The issue, perhaps not unexpectedly, has also been a political hot potato. National said it shows Labour is still stuck in the 1970s while Act said the moves were undemocratic and would be a “wrecking ball” to the economy.
But Workplace Relations Minister Michael Wood said fair pay agreements would improve wages and conditions for employees, and encourage businesses to invest in training.
He announced the moves yesterday, with the aim of standardising and improving terms and conditions across industries or occupations.
It represents a step towards collective bargaining, which was largely swept aside with the passing of the Employment Contracts Act in 1991.
The announcement would put a floor on wages by letting unions negotiate at a wider, industry-wide, level.
If 10 per cent of a workforce, or 1000 workers, agree to it then a new fair pay agreement could be enacted.
The scheme will come into force next year.
But BusinessNZ chief executive Kirk Hope said employers were not interested in compulsory nationwide pay agreements, irrespective of funding offered.
“They would take away business’ right to a say over wage-setting and would lead to labour disputes and strikes.”
He added they were contrary to international law, which said collective agreements should always be negotiated voluntarily. “Business cannot support the plan to implement them.”
The Canterbury Chamber of Commerce said fair pay agreements had no place in New Zealand’s modern workplace.
“Fair pay deals would force payment of higher wages within sectors which could force some newer, smaller firms out of business, reducing competition, productivity and growth,” chamber chief executive Leeann Watson said.
“It would also destroy contracting, as it would cover all contractors in a sector.”
National is similarly sceptical: “Labour’s so-called fair pay agreements may be celebrated by unions who are struggling for survival, but they will not improve things for individual workers.”
The party’s workplace relations spokesman, Scott Simpson, said the new rules would see 90 per cent of a workforce at the mercy of the other 10 per cent. Entire industries would be bound by agreements whether they participated in the FPA bargaining process or not, Simpson said.

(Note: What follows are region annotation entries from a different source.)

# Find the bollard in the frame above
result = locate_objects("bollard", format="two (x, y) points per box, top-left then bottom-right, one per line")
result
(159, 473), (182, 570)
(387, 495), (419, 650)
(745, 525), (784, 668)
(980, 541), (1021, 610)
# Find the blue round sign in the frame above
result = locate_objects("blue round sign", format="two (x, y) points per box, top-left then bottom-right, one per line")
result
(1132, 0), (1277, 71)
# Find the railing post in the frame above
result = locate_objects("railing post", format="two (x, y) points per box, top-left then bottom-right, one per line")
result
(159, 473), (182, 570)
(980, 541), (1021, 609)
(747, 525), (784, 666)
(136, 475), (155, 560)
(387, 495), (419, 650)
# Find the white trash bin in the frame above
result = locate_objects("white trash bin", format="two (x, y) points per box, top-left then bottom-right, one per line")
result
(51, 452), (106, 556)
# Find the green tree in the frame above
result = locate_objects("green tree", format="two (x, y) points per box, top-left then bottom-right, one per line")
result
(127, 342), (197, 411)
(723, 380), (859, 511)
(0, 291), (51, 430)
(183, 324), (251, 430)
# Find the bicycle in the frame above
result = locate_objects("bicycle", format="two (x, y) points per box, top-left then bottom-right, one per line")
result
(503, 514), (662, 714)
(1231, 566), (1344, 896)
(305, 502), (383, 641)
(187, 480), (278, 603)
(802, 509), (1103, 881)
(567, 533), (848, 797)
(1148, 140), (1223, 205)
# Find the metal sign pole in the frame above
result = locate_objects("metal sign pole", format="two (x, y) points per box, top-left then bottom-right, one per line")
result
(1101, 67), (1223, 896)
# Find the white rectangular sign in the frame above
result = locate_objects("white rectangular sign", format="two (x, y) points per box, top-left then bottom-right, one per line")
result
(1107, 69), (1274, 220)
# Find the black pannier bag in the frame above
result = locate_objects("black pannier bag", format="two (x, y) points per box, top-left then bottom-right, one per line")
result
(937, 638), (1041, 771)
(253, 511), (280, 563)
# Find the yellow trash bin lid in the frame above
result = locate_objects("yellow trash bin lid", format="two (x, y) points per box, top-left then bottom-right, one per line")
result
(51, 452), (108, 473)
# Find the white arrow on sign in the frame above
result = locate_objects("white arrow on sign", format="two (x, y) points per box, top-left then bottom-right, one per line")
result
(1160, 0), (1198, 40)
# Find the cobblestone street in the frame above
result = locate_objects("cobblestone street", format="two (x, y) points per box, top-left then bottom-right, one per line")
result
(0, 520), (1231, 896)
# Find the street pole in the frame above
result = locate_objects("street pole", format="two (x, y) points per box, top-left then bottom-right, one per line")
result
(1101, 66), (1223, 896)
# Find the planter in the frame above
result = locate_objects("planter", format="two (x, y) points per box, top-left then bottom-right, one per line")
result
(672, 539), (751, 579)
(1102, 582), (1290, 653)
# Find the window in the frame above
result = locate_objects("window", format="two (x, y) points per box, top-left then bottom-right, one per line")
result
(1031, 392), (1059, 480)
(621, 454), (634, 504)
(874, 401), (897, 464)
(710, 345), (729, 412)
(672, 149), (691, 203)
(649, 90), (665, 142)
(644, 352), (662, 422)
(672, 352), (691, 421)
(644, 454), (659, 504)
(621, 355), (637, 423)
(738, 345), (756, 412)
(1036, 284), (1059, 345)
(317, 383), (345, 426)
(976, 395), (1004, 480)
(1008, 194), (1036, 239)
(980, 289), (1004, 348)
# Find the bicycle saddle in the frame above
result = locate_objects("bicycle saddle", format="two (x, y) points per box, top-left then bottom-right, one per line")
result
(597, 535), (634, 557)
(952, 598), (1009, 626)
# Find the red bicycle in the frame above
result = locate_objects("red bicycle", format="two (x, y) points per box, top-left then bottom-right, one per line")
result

But CTU President Richard Wagstaff said the newly minted agreement would lift the wages of some of our lowest paid.
“The introduction of fair pay agreements signals the biggest change to workplace laws in several decades.
“This is what working people in union have been campaigning for; a more balanced employment relationship between working people and employers — putting people back at the centre of employment.”